Complexity Analysis of Literary texts using BERT AND RoBERTa
Complexity analysis of literary text is the process of evaluating the reading difficulty of a given passage of literature. To overcome the shortcomings of commercially available models, we propose the use of the pretrained BERT and ROBERTa models and use transfer learning as a technique to generate an accurate numerical prediction representing the reading complexity of the text while considering the relationships between the words of a sentence irrespective of their respective positions. The text was first encoded into a BERT and RoBERTa Input friendly format. Exploratory data analysis, data cleaning, data preprocessing techniques such as tokenization was performed on the training set before performing inference on it. We found that using these embeddings gives us a much lower root mean square loss than other language models.

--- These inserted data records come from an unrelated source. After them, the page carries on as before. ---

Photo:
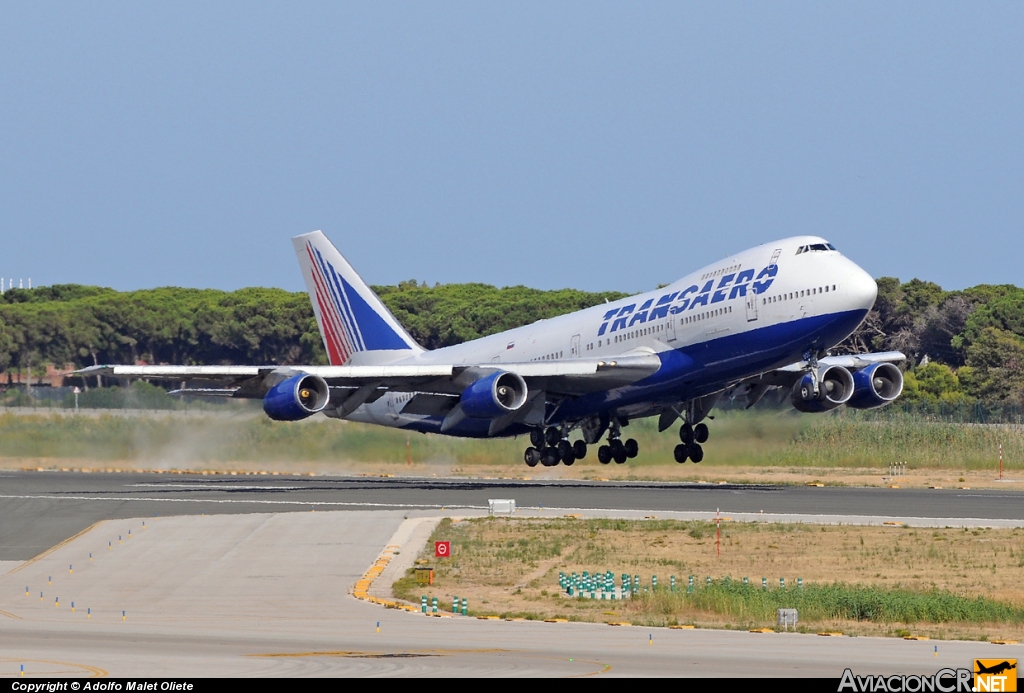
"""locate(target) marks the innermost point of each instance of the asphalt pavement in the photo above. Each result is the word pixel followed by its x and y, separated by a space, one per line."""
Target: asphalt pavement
pixel 39 510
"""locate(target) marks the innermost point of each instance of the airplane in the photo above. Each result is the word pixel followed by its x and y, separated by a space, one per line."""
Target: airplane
pixel 761 319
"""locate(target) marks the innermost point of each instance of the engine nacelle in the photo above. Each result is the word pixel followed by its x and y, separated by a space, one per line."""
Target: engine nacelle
pixel 494 396
pixel 296 398
pixel 875 386
pixel 835 388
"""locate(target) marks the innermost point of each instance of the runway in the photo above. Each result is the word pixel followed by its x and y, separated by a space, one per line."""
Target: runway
pixel 40 509
pixel 268 595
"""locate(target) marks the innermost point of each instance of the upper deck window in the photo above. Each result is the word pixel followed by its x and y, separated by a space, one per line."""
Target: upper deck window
pixel 815 248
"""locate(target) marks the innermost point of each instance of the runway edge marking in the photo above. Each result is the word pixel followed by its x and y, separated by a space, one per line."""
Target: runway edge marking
pixel 404 532
pixel 59 546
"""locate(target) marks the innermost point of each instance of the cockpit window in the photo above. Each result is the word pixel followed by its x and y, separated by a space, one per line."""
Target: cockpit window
pixel 815 248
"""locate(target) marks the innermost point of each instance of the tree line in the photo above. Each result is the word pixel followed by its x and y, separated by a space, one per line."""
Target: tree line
pixel 964 346
pixel 88 326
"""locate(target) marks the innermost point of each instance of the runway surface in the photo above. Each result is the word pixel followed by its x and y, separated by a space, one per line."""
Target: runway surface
pixel 268 595
pixel 41 509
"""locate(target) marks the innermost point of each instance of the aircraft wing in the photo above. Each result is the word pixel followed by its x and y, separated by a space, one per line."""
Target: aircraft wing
pixel 569 377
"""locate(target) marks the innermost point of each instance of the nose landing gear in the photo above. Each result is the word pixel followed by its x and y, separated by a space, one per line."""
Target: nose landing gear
pixel 691 437
pixel 551 446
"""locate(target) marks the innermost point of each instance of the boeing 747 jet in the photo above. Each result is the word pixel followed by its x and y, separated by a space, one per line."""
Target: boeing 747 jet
pixel 760 319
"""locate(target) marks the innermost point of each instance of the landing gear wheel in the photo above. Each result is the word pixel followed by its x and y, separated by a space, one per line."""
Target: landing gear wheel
pixel 580 449
pixel 696 453
pixel 700 433
pixel 686 434
pixel 617 451
pixel 552 436
pixel 565 451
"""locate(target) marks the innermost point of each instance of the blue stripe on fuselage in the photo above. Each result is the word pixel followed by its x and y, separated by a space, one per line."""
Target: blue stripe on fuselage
pixel 691 371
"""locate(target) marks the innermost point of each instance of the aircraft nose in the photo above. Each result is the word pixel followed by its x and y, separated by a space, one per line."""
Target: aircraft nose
pixel 861 289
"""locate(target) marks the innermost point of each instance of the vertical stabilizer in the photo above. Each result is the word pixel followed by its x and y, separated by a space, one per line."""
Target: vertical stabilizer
pixel 350 315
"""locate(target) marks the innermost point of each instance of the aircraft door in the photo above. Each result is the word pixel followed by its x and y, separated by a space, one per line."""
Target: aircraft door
pixel 392 405
pixel 752 305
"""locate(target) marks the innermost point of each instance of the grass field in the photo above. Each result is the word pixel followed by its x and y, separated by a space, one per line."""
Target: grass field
pixel 877 580
pixel 765 440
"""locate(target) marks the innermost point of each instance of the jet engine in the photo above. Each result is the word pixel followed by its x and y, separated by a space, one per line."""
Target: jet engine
pixel 494 395
pixel 875 386
pixel 296 398
pixel 835 388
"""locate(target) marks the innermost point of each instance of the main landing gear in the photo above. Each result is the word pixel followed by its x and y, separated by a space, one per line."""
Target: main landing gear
pixel 616 449
pixel 691 437
pixel 551 446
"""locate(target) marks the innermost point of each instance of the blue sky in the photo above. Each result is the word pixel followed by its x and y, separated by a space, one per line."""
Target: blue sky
pixel 553 144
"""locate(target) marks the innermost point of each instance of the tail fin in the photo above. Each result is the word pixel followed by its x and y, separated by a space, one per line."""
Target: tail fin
pixel 350 315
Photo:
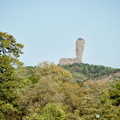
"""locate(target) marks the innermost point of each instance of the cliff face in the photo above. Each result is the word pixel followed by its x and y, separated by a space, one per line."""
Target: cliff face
pixel 79 52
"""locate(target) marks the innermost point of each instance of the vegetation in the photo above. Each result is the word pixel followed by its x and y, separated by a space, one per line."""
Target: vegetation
pixel 83 72
pixel 50 92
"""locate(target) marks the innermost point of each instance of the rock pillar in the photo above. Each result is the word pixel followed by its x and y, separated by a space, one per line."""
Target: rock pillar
pixel 79 49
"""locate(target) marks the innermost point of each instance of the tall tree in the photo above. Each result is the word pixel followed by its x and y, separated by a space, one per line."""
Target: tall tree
pixel 10 50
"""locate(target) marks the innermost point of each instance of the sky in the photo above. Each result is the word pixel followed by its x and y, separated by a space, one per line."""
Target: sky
pixel 48 29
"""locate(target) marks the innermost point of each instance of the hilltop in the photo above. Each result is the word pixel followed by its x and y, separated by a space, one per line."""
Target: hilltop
pixel 83 72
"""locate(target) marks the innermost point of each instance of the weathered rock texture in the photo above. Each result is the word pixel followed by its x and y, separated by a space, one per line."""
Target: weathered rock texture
pixel 79 52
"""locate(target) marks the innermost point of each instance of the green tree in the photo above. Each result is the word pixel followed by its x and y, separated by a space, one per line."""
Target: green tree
pixel 114 93
pixel 10 50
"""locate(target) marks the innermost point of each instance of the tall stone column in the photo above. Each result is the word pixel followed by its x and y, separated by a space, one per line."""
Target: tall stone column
pixel 79 49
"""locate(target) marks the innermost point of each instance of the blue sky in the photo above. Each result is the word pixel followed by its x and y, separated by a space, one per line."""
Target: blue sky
pixel 49 28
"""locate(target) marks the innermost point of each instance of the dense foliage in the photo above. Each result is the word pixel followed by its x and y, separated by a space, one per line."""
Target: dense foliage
pixel 50 92
pixel 85 71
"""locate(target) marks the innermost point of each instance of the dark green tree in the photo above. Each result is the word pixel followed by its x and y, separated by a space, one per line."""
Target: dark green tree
pixel 10 50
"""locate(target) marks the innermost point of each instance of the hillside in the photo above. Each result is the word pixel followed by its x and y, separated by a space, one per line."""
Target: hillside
pixel 83 72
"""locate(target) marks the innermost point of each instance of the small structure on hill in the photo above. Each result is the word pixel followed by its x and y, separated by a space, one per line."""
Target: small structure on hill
pixel 79 52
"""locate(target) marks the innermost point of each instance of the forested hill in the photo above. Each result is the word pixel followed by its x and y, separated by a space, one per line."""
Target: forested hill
pixel 83 72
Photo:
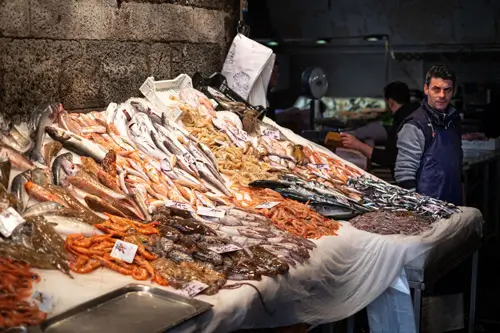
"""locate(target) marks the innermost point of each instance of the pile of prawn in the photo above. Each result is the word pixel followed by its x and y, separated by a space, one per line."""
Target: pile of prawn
pixel 94 252
pixel 289 215
pixel 15 288
pixel 241 167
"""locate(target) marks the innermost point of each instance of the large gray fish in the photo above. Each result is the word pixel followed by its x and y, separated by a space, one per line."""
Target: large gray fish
pixel 19 191
pixel 40 120
pixel 76 144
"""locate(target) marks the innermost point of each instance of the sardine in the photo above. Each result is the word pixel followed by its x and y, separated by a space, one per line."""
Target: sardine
pixel 44 119
pixel 76 144
pixel 18 190
pixel 5 167
pixel 18 161
pixel 50 150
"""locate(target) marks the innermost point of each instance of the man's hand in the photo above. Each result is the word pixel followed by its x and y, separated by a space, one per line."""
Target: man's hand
pixel 351 142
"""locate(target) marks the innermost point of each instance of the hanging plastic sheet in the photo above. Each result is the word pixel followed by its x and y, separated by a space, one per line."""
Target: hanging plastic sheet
pixel 248 68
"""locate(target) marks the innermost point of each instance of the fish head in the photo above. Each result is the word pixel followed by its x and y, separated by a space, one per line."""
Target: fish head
pixel 57 133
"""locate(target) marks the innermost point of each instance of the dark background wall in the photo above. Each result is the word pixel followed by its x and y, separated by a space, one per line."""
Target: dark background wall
pixel 357 68
pixel 87 53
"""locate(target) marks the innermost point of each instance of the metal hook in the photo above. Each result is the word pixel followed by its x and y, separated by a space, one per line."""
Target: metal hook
pixel 243 28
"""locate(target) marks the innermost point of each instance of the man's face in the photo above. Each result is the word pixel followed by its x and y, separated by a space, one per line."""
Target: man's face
pixel 439 93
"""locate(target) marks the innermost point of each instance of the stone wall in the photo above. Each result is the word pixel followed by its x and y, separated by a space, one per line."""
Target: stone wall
pixel 87 53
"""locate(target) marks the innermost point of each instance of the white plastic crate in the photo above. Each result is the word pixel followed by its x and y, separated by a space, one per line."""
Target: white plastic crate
pixel 491 144
pixel 158 93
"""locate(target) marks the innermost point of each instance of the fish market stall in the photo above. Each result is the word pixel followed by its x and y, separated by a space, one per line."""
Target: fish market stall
pixel 234 211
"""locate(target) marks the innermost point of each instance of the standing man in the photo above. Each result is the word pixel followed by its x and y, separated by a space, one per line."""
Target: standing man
pixel 397 97
pixel 429 158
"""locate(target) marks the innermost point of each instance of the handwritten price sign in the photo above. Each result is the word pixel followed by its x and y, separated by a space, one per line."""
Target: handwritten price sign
pixel 267 205
pixel 178 205
pixel 224 248
pixel 211 212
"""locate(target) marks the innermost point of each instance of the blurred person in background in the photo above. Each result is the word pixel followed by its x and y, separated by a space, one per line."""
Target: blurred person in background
pixel 397 97
pixel 429 158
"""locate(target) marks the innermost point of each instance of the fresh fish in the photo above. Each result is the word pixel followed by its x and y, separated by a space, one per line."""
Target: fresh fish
pixel 42 120
pixel 5 167
pixel 110 112
pixel 76 144
pixel 209 177
pixel 40 193
pixel 97 204
pixel 27 255
pixel 84 181
pixel 62 163
pixel 40 176
pixel 18 189
pixel 41 208
pixel 49 241
pixel 66 225
pixel 50 150
pixel 18 161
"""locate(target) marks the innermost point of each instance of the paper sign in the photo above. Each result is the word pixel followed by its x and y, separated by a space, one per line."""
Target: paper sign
pixel 9 220
pixel 192 288
pixel 178 205
pixel 224 248
pixel 124 251
pixel 189 158
pixel 212 212
pixel 44 302
pixel 267 204
pixel 273 134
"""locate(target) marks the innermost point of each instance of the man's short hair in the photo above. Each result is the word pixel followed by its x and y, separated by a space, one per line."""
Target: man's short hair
pixel 440 72
pixel 398 91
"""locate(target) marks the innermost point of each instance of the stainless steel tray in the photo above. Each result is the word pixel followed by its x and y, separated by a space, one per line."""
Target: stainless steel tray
pixel 133 308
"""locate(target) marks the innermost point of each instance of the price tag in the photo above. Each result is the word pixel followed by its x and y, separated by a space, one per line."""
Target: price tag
pixel 44 302
pixel 192 288
pixel 9 220
pixel 273 134
pixel 224 248
pixel 212 212
pixel 124 251
pixel 178 205
pixel 267 204
pixel 189 158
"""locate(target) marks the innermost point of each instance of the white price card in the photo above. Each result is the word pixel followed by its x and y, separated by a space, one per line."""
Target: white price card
pixel 44 302
pixel 211 212
pixel 124 251
pixel 267 204
pixel 272 133
pixel 189 158
pixel 178 205
pixel 9 220
pixel 192 288
pixel 224 248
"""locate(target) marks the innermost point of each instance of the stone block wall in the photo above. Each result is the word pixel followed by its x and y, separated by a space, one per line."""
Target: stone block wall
pixel 87 53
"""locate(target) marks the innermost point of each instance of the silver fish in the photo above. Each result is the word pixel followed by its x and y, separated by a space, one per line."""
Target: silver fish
pixel 18 189
pixel 46 117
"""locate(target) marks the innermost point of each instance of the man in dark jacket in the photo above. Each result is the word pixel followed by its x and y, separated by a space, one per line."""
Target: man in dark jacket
pixel 397 96
pixel 429 158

The dataset used in this Project is CommonLit Readability Prize (from Kaggle). This dataset consists of approximately 3000 entries of literary passages that have been accumulated from several different time periods and a wide range of reading ease scores. The test set contains a larger proportion of modern texts than the training set. Each row contains all of the above mentioned attributes. However, the url_legal and license attributes for approximately 71% of the training dataset have not been provided. However, this does not concern us greatly as the attributes that we are concerned with are the literary excerpts, the reading ease and the standard_error.
The literary excerpts that have been provided consist of a variety of passages of varying levels of reading complexity varying from that of the level of a third grader to that of a twelfth grader. The target variable is used to indicate the complexity of any given passage. The target variable ranges from the values of -3.6 to +1.7. The more positive values indicate an easier level of complexity while the more negative values indicate a harder complexity. The standard error shows the spread of the scores among multiple raters provided for each passage.
BERT Architecture
RoBERTa Architecture
- Each excerpt is first tokenized and converted to a vector representation using the appropriate pretrained tokenizers of BERT and RoBERTa.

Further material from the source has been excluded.